We have proven that by integrating health insurance with the EMR we can save about half from the cost of health insurance and eliminate everything the insurance company currently requires the practice and patient to do and eliminate the associated costs.
We have shown a way to automate all the patient documentation by using the first instance of a diagnosis as a template or marking a subsequent instance as a template.
We have shown a way to put ‘teeth’ into patient education that will cause our population to reduce the instance of chronic, avoidable, behavior based disease to the OECD average for mortality for saving another 25% of the total cost of health insurance.
We have shown a way to research all things medicine by associating symptoms, diagnoses, measurements and lab results into real information.
We have shown a way to share DICOMs and imaging across the internet.
We have shown a secure ‘email’ system allowing real communication with colleagues and patients.

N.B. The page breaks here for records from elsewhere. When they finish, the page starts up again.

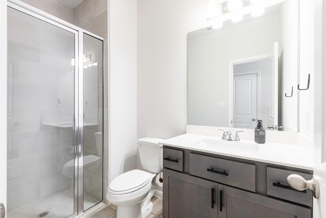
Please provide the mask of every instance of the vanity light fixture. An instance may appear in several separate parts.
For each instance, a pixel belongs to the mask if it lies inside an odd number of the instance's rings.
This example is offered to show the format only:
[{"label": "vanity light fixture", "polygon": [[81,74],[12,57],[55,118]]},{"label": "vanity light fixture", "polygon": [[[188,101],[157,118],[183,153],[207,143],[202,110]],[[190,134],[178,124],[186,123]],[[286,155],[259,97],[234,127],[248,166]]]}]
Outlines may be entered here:
[{"label": "vanity light fixture", "polygon": [[213,29],[220,29],[223,26],[223,22],[218,22],[212,25]]},{"label": "vanity light fixture", "polygon": [[240,21],[243,19],[243,15],[237,15],[231,18],[231,21],[233,22],[237,22]]},{"label": "vanity light fixture", "polygon": [[230,11],[240,9],[243,6],[242,0],[229,0],[228,1],[228,10]]}]

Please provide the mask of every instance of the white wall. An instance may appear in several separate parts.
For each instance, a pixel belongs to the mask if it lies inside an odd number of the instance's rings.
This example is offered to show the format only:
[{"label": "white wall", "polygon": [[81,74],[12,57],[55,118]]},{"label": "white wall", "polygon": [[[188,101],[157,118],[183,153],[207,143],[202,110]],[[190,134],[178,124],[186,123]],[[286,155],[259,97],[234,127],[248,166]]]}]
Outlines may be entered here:
[{"label": "white wall", "polygon": [[[297,131],[297,0],[288,0],[281,7],[279,125],[285,131]],[[292,86],[292,97],[285,97],[285,93],[291,94]]]},{"label": "white wall", "polygon": [[110,181],[135,168],[137,139],[137,2],[109,2]]},{"label": "white wall", "polygon": [[310,74],[310,88],[299,91],[300,130],[301,135],[312,141],[314,137],[314,4],[300,1],[300,87],[307,87]]},{"label": "white wall", "polygon": [[187,34],[209,25],[206,0],[142,0],[138,15],[138,135],[185,132]]},{"label": "white wall", "polygon": [[[7,102],[7,1],[0,0],[0,102]],[[7,107],[0,109],[0,203],[7,204]]]},{"label": "white wall", "polygon": [[33,7],[59,17],[70,23],[73,23],[72,9],[51,0],[21,0]]},{"label": "white wall", "polygon": [[[245,21],[250,18],[249,15],[229,27],[188,35],[188,124],[228,127],[229,62],[269,54],[279,40],[278,13]],[[225,107],[219,108],[219,102]]]}]

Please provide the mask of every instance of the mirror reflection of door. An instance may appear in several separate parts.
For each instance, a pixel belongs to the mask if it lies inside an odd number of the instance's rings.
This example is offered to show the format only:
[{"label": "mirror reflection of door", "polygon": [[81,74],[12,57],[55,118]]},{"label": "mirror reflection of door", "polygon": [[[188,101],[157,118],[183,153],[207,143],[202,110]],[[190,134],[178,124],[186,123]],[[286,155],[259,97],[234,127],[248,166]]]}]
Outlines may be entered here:
[{"label": "mirror reflection of door", "polygon": [[233,127],[255,128],[258,77],[258,72],[233,76]]},{"label": "mirror reflection of door", "polygon": [[268,56],[248,57],[233,62],[233,127],[255,129],[257,120],[262,119],[264,128],[267,129],[270,111]]},{"label": "mirror reflection of door", "polygon": [[268,128],[278,130],[278,43],[275,42],[269,57],[269,110]]}]

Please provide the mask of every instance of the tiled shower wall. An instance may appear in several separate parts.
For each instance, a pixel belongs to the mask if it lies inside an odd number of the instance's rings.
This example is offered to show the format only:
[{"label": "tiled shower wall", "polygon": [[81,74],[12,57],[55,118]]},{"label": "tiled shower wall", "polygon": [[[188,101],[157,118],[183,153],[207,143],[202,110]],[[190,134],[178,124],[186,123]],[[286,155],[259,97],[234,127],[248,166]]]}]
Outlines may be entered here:
[{"label": "tiled shower wall", "polygon": [[8,30],[10,210],[70,187],[71,180],[62,169],[73,158],[69,151],[73,144],[72,128],[56,129],[42,123],[44,118],[72,117],[73,67],[70,62],[74,43],[70,33],[59,32],[26,15],[14,22],[20,12],[8,12],[9,24],[13,26]]}]

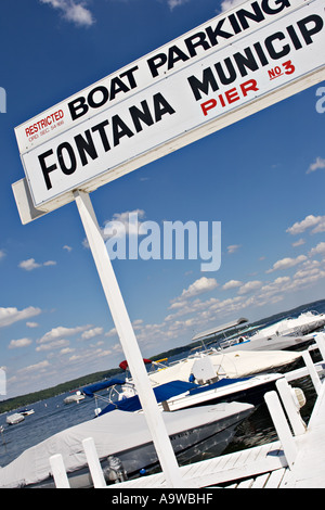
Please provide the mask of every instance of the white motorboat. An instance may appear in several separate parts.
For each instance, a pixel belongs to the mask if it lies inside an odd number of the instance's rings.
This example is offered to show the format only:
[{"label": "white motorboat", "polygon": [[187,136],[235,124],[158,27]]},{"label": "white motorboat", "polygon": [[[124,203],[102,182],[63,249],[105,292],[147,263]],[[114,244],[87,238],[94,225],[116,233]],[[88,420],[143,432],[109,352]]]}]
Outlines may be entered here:
[{"label": "white motorboat", "polygon": [[5,421],[9,425],[16,425],[17,423],[21,423],[21,421],[24,420],[24,415],[22,415],[21,412],[14,412],[13,415],[10,415],[5,418]]},{"label": "white motorboat", "polygon": [[34,409],[21,409],[18,412],[20,415],[23,415],[24,417],[28,417],[30,415],[34,415],[35,410]]},{"label": "white motorboat", "polygon": [[80,400],[83,400],[84,395],[82,395],[81,392],[76,392],[74,395],[68,395],[67,397],[64,398],[64,404],[74,404],[77,403],[79,404]]},{"label": "white motorboat", "polygon": [[274,324],[262,328],[253,333],[250,337],[255,340],[272,337],[272,336],[299,336],[306,335],[322,328],[325,324],[325,314],[316,311],[304,311],[296,318],[286,318],[275,322]]},{"label": "white motorboat", "polygon": [[[164,384],[170,381],[188,381],[193,373],[193,366],[202,359],[209,359],[212,367],[210,380],[214,378],[245,378],[262,372],[276,371],[280,368],[296,362],[302,356],[301,353],[285,350],[243,352],[239,346],[233,352],[219,352],[210,349],[206,353],[197,353],[185,359],[170,364],[164,369],[148,373],[153,385]],[[199,381],[199,378],[196,378]]]},{"label": "white motorboat", "polygon": [[[217,445],[220,455],[236,426],[253,406],[224,403],[203,408],[164,412],[164,421],[179,462],[193,452]],[[127,416],[126,416],[127,415]],[[140,470],[158,466],[158,458],[143,413],[115,410],[55,434],[25,450],[0,470],[0,487],[53,487],[49,458],[61,454],[72,487],[92,485],[82,439],[93,437],[107,483],[114,480],[112,460],[118,460],[123,477],[138,476]],[[114,470],[113,470],[114,471]]]},{"label": "white motorboat", "polygon": [[[202,375],[200,375],[202,377]],[[259,405],[264,394],[275,390],[275,383],[283,378],[282,373],[261,374],[250,378],[227,379],[217,382],[196,384],[185,381],[171,381],[156,385],[153,391],[161,410],[176,411],[219,403],[242,401]],[[100,392],[110,388],[108,396]],[[103,416],[115,409],[122,411],[142,412],[135,386],[130,381],[112,379],[83,388],[86,395],[95,397],[95,415]],[[105,403],[102,410],[99,401]]]}]

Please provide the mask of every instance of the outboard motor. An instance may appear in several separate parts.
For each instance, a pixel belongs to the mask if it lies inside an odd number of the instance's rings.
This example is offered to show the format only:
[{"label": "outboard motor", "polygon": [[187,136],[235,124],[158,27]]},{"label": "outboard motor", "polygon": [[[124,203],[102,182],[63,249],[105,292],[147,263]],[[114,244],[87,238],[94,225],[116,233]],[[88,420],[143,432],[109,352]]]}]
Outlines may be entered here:
[{"label": "outboard motor", "polygon": [[106,482],[118,484],[128,480],[126,470],[118,457],[109,455],[107,457],[107,466],[103,470]]}]

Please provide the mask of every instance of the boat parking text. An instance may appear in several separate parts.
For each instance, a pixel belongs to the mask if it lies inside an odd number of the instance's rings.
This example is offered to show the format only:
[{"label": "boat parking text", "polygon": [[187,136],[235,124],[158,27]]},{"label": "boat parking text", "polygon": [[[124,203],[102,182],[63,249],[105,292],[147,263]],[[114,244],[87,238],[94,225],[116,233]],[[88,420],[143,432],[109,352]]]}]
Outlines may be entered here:
[{"label": "boat parking text", "polygon": [[211,493],[176,493],[176,492],[164,492],[159,496],[155,492],[155,497],[148,495],[126,495],[119,493],[112,497],[110,502],[113,505],[138,505],[146,507],[147,503],[160,503],[160,505],[209,505],[213,502]]}]

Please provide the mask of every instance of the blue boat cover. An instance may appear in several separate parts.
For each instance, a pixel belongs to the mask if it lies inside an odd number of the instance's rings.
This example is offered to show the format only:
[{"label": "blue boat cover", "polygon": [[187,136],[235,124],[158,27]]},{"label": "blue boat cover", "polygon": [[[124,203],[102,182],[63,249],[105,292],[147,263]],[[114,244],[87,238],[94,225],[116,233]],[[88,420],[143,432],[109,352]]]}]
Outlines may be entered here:
[{"label": "blue boat cover", "polygon": [[[154,387],[154,394],[156,396],[157,401],[168,400],[176,395],[180,395],[181,393],[188,392],[197,387],[196,384],[187,383],[185,381],[172,381],[166,384],[161,384],[160,386]],[[106,412],[113,411],[114,409],[119,409],[120,411],[138,411],[141,409],[141,404],[139,396],[135,395],[134,397],[125,398],[123,400],[118,400],[114,404],[108,404],[99,416],[105,415]]]},{"label": "blue boat cover", "polygon": [[212,383],[212,384],[208,384],[206,386],[197,386],[197,384],[195,384],[195,388],[190,391],[190,395],[196,395],[197,393],[208,392],[209,390],[227,386],[229,384],[234,384],[236,382],[248,381],[248,379],[251,379],[251,378],[238,378],[238,379],[223,378],[223,379],[220,379],[220,381],[217,381],[216,383]]},{"label": "blue boat cover", "polygon": [[109,381],[102,381],[100,383],[90,384],[90,386],[86,386],[82,388],[82,393],[88,397],[93,397],[95,392],[100,392],[101,390],[105,390],[105,387],[114,386],[115,384],[125,384],[126,381],[121,379],[110,379]]}]

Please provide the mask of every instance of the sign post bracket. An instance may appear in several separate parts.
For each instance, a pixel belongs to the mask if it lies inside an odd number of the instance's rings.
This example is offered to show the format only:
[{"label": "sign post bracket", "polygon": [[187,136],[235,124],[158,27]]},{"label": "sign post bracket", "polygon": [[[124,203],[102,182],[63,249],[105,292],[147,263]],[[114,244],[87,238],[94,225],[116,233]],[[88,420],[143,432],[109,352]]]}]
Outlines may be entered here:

We have shown a way to engage the patient and to have them come to this application as their default for all things medicine, including scheduling.
We have shown a way to use one-click reporting to automate things that need reports like the individual Health Analysis, the Population Health Analysis, and the Population Current v. Prior Analysis. These are simply the beginning of the reporting.
The only other thing we really need to address to completely save the US healthcare system is to identify waste and fraud at the hospital level. We are working on this currently with a completely new design for an Enterprise Resource Planning (ERP) style Practice Management System (PM) that includes every piece that affects the finances of the practice or hospital. You can see the details of that here.
We have built a comprehensive health information system to keep the patient healthy and on the right track with the ability to incentivize healthy living. This system includes the automation of the health insurance industry completely. We have designed and are currently building the ERP style PM system. Implementing this system should be fairly simple and will completely revolutionize the way healthcare is paid for, saving countless lives. We have shown a way to use this system to make the best healthcare system in the world also the most efficacious and the most affordable.